Poi, alle 21.30, si accenderanno per l’ultima volta in questa edizione i riflettori sul palco allestito in piazza del Popolo. Il concerto che terrà banco in quella che per tradizione è la serata più festosa del festival, è una produzione originale per Time in Jazz, che nasce dall’unione dei Colle der Fomento, formazione storica della scena hip hop nazionale, con Dj Craim e il quartetto romano La Batteria. Una produzione in cui l’hip hop reinventa le sue radici fondendo rap e turntablism (l’arte di manipolare i suoni e creare nuova musica, effetti sonori e ritmi utilizzando due o più giradischi e un mixer DJ) con un sound che pesca a piene mani dalle colonne sonore e dalle sonorizzazioni italiane degli anni Sessanta e Settanta. Il progetto vede le rime dei due rapper del Colle der Fomento, ovvero Danno (Simone Eleuteri) e Masito (Massimiliano Piluzzi), e Dj Baro (Alessandro Tamburrini), incontrarsi su un terreno inedito, architettato dai quattro musicisti de La Batteria (Emanuele Bultrini alle chitarre, Stefano Vicarelli al piano e ai sintetizzatori, Paolo Pecorelli al basso e David Nerattini alla batteria), insieme al fiorentino Dj Craim (Lorenzo Fortino).
Gli ultimi impegni a Berchidda, la mattina di mercoledì 16 sono anche quest’anno al Museo del Vino, dove è in programma alle 11.30 la presentazione e degustazione della nuova linea Luce delle Cantine Giogantinu.
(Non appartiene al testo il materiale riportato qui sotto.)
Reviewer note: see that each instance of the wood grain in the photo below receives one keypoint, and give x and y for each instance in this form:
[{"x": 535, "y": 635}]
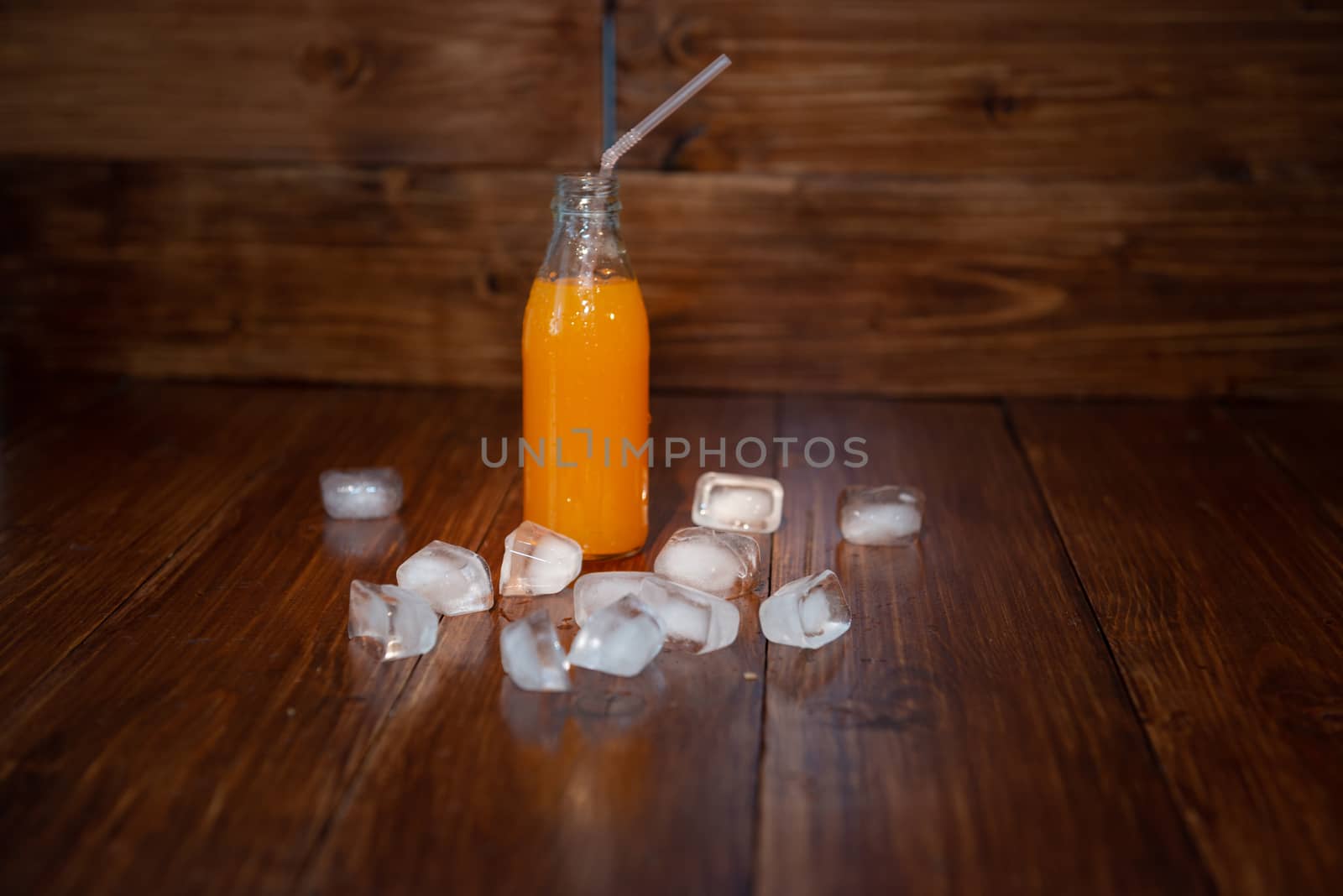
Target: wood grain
[
  {"x": 1306, "y": 440},
  {"x": 198, "y": 741},
  {"x": 626, "y": 785},
  {"x": 1236, "y": 90},
  {"x": 754, "y": 282},
  {"x": 1220, "y": 591},
  {"x": 469, "y": 83},
  {"x": 969, "y": 734},
  {"x": 98, "y": 506}
]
A seguire, la presentazione di “Time in Jazz Diary 2022”, il progetto editoriale che ripercorre la passata edizione del festival attraverso l’obiettivo del fotografo Fabio Lovino.
Poi, nel tardo pomeriggio, trasferimento sulla costa, in quello che è ormai da diverse edizioni il “teatro” dell’ultimo atto del festival: la Peschiera di San Teodoro. Protagonisti Paolo Fresu, Daniele di Bonaventura al bandoneon e Pierpaolo Vacca all’organetto con le musiche di “Tango Macondo”, lo spettacolo prodotto dal Teatro Stabile di Bolzano per la regia di Giorgio Gallione. Fresu e di Bonaventura, allargano dunque la dimensione più ristretta del loro riuscito connubio artistico all’organetto creativo di Vacca, che in “Tango Macondo” comunica il profondo ed estraniante senso onirico che contraddistingue appunto il lavoro teatrale. Un concerto-sogno di grande effetto che vive di poesia, intimismo e di quelle piccole cose capaci di raccontare i colori dell’universo musicale contemporaneo.